We have identified and biochemically characterized an
antigen, 8A3, which is expressed on activated T lymphoblasts and activated platelets.
Monoclonal antibodies to 8A3 were raised against the primitive lymphoid/myeloid cell line KG1a and additionally bound to the
erythroleukemia-derived cell line HEL, whilst exhibiting little or no reactivity with a panel of other hematopoietic cell lines. The 8A3
antigen was expressed on poorly differentiated
T-cell leukemias and on
phytohemagglutinin-activated T-cells maintained in
interleukin-2 (7,000 sites/cell). This
antigen, though not detected on resting platelets, was expressed on
thrombin-activated platelets (2,000 sites/platelet).

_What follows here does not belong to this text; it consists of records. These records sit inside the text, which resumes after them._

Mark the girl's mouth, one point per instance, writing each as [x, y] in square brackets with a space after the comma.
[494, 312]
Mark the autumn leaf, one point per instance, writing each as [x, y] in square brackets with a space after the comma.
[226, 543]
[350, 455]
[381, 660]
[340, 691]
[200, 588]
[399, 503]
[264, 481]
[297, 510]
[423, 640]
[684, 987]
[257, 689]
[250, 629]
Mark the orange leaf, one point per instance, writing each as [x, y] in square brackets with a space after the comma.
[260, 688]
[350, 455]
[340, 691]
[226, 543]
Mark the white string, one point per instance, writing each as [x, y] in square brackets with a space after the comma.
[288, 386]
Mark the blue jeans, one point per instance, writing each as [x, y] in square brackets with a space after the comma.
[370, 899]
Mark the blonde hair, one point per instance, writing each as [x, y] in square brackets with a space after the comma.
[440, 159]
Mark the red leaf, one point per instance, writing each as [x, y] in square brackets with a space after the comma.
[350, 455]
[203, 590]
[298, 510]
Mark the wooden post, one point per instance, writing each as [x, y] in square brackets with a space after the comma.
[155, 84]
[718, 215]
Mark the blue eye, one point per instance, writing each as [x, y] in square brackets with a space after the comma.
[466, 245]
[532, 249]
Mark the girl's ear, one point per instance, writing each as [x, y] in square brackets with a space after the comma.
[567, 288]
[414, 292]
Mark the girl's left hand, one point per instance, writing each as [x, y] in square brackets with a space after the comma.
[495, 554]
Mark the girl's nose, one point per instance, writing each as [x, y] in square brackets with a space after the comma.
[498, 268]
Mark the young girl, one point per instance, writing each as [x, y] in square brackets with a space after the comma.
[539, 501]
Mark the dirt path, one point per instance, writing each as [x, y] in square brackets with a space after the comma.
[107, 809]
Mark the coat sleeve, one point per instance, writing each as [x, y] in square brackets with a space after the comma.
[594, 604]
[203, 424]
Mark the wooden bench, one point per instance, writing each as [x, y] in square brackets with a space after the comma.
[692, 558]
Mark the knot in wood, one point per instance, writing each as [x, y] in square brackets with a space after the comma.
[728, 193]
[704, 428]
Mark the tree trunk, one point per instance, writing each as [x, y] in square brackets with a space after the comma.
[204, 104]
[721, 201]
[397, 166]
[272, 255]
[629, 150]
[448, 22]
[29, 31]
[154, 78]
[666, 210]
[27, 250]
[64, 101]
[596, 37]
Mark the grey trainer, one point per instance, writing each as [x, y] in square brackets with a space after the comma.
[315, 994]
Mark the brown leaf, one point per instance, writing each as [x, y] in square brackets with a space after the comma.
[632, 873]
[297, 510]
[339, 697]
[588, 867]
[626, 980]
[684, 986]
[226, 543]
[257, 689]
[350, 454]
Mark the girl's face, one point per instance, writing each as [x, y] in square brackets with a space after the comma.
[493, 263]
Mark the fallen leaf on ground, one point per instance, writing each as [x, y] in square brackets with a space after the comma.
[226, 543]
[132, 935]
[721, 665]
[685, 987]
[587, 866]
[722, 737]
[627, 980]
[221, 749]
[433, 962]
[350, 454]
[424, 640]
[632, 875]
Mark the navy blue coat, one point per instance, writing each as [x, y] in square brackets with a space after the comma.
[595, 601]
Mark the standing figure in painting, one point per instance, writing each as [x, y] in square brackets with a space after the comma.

Antibodies to 8A3 identified
polypeptides of Mr 170,000 and 150,000 in lysates of surface-iodinated KG1a cells, T lymphoblasts, and activated platelets under both reducing and nonreducing conditions. However,
peptide mapping and susceptibily to
glycosidases indicated that the 8A3
antigen was a monomeric
glycoprotein of Mr 170,000 which contained two N-linked
endoglycosidase H-sensitive
glycans, and that the Mr 150,000 structure was derived from it by proteolytic degradation. The 8A3
antigen was not detectably phosphorylated in KG1a cells in vivo, nor did
immune complexes containing it exhibit
kinase activity in vitro. Structural and serologic characteristics of the 8A3
antigen indicate that it is different from other previously described leukocyte activation
antigens including
transferrin receptors,
interleukin-2 receptors, members of the
integrin family of adhesion molecules, or "restricted" members of the
leukocyte-common antigen/CD45 cluster. Furthermore, the 8A3
antigen does not appear to be related to the other previously described activation-specific platelet molecule, GMP140/
PADGEM. This antibody may be useful in monitoring T-cell activation status in some clinical situations and in characterizing clinically relevant activation-associated platelet membrane alterations.